Aug 3, 2020 - Economy & Business

Scoop: Top CEOs urge Congress to help small businesses

A photo illustration of the Capitol.

Illustration: Eniola Odetunde/Axios

With a new coronavirus relief measure stalled in Congress, CEOs of some of the world's biggest companies have banded together to send a message to Washington: Get money to small businesses now!

Why it matters: "By Labor Day, we foresee a wave of permanent closures if the right steps are not taken soon," warns the letter, organized by Howard Schultz and signed by more than 100 CEOs.

  • Signatories include the heads of Salesforce, Alphabet, Facebook, Microsoft, Walmart, McDonald's, Disney, Quibi, IBM, Merck, Marriott, the Business Roundtable, the U.S. Chamber of Commerce and more.

What's happening: The open letter to House Speaker Nancy Pelosi, Senate Majority Leader Mitch McConnell and other top lawmakers obtained first by Axios lays out a recipe for a sizable small-business aid package.

What they're saying: The project, Schultz's first big public push since he suspended his run for president, calls for "federally guaranteed loans, at favorable terms, that will enable small businesses to transform and sustain themselves."

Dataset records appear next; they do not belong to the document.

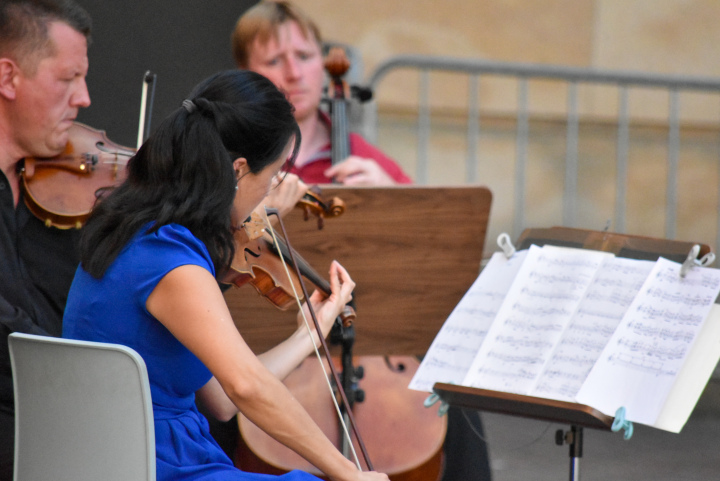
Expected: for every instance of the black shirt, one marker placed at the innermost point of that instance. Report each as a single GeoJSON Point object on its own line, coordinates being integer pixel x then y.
{"type": "Point", "coordinates": [37, 265]}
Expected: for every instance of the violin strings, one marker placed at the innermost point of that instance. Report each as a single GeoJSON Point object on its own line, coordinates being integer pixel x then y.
{"type": "Point", "coordinates": [315, 347]}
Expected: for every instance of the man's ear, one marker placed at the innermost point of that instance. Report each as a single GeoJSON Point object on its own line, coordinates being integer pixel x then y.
{"type": "Point", "coordinates": [241, 167]}
{"type": "Point", "coordinates": [9, 72]}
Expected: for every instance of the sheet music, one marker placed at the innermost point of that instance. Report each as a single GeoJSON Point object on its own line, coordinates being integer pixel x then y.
{"type": "Point", "coordinates": [639, 365]}
{"type": "Point", "coordinates": [454, 348]}
{"type": "Point", "coordinates": [605, 302]}
{"type": "Point", "coordinates": [531, 319]}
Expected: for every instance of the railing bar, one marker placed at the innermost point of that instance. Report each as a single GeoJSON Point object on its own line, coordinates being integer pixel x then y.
{"type": "Point", "coordinates": [528, 70]}
{"type": "Point", "coordinates": [673, 159]}
{"type": "Point", "coordinates": [523, 130]}
{"type": "Point", "coordinates": [571, 158]}
{"type": "Point", "coordinates": [473, 133]}
{"type": "Point", "coordinates": [423, 128]}
{"type": "Point", "coordinates": [717, 232]}
{"type": "Point", "coordinates": [623, 149]}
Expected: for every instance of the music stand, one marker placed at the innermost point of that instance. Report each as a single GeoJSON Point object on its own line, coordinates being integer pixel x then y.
{"type": "Point", "coordinates": [578, 416]}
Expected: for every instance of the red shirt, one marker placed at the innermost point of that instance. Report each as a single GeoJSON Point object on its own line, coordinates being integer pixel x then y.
{"type": "Point", "coordinates": [312, 172]}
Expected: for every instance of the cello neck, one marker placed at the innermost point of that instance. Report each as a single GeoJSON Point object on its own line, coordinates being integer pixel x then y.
{"type": "Point", "coordinates": [337, 65]}
{"type": "Point", "coordinates": [339, 131]}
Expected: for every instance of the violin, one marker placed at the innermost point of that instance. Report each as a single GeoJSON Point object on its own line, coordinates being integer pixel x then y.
{"type": "Point", "coordinates": [61, 191]}
{"type": "Point", "coordinates": [258, 262]}
{"type": "Point", "coordinates": [253, 263]}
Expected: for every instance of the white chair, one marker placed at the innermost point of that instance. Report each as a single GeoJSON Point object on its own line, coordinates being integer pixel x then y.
{"type": "Point", "coordinates": [82, 411]}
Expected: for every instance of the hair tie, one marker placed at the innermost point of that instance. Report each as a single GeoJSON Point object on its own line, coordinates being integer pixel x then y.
{"type": "Point", "coordinates": [189, 106]}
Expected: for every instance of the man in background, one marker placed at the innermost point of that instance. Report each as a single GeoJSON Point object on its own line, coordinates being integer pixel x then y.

  • "Businesses should have flexibility in how loan funds are used."
  • "The hardest-hit businesses should be eligible for at least partial loan forgiveness."
  • "Relief needs to be delivered expeditiously. Building on the existing PPP infrastructure would be one way to quickly stand up a new loan program."
  • "These funds must flow to all small businesses in need, particularly those run by people of color, who have traditionally had less access to capital."

Between the lines: Neither the House's HEROES Act nor the latest version of Senate Republicans' HEALS Act include significant funding for small businesses besides the PPP extension.

The last word: "Tens of millions of Americans have already lost their jobs in this pandemic. ... By year end, the domino effect of lost jobs — as well as the lost services and lost products that small businesses provide — could be catastrophic."